The interesting part is how VLA vector ISAs handle merging of
two vectors that's not trivial even/odd merging. The strathegy
of how to build the permute tree might need adjustments for that
(in the end splitting each branch to single lanes and then doing
even/odd merging would be the brute-force fallback). Not sure
how much we can or should rely on the SLP optimize pass to handle
this.
The gcc.dg/vect/slp-12a.c case is interesting as we currently split
the 8 store group into lanes 0-5 which we SLP with an unroll factor
of two (on x86-64 with SSE) and the remaining two lanes are using
interleaving vectorization with a final unroll factor of four. Thus
we're using hybrid SLP within a single store group. After the change
we discover the same 0-5 lane SLP part as well as two single-lane
parts feeding the full store group. But that results in a load
permutation that isn't supported (I have WIP patchs to rectify that).
So we end up cancelling SLP and vectorizing the whole loop with
interleaving which is IMO good and results in better code.
This is similar for gcc.target/i386/pr52252-atom.c where interleaving
generates much better code than hybrid SLP. I'm unsure how to update
the testcase though.
gcc.dg/vect/slp-21.c runs into similar situations.
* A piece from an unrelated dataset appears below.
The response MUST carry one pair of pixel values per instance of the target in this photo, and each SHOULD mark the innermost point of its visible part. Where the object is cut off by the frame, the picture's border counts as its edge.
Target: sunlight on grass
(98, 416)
Note that when
when analyzing SLP operations we discard an instance we currently
force the full loop to have no SLP because hybrid detection is
broken. It's probably not worth fixing this at this moment.
For gcc.dg/vect/pr97428.c we are not splitting the 16 store group
into two but merge the two 8 lane loads into one before doing the
store and thus have only a single SLP instance. A similar situation
happens in gcc.dg/vect/slp-11c.c but the branches feeding the
single SLP store only have a single lane. Likewise for
gcc.dg/vect/vect-complex-5.c and gcc.dg/vect/vect-gather-2.c.
gcc.dg/vect/slp-cond-1.c has an additional SLP vectorization
with a SLP store group of size two but two single-lane branches.
* tree-vect-slp.cc (vect_build_slp_instance): Do not split
store dataref groups on loop SLP discovery failure but create
a single SLP instance for the stores but branch to SLP sub-trees
and merge with a series of VEC_PERM nodes.
* gcc.dg/vect/pr97428.c: Expect a single store SLP group.
* gcc.dg/vect/slp-11c.c: Likewise, if !vect_load_lanes.
* gcc.dg/vect/vect-complex-5.c: Likewise.
* gcc.dg/vect/slp-12a.c: Do not expect SLP.
* gcc.dg/vect/slp-21.c: Remove not important scanning for SLP.
* gcc.dg/vect/slp-cond-1.c: Expect one more SLP if !vect_load_lanes.
* gcc.dg/vect/vect-gather-2.c: Expect SLP to be used.
* gcc.target/i386/pr52252-atom.c: XFAIL test for palignr.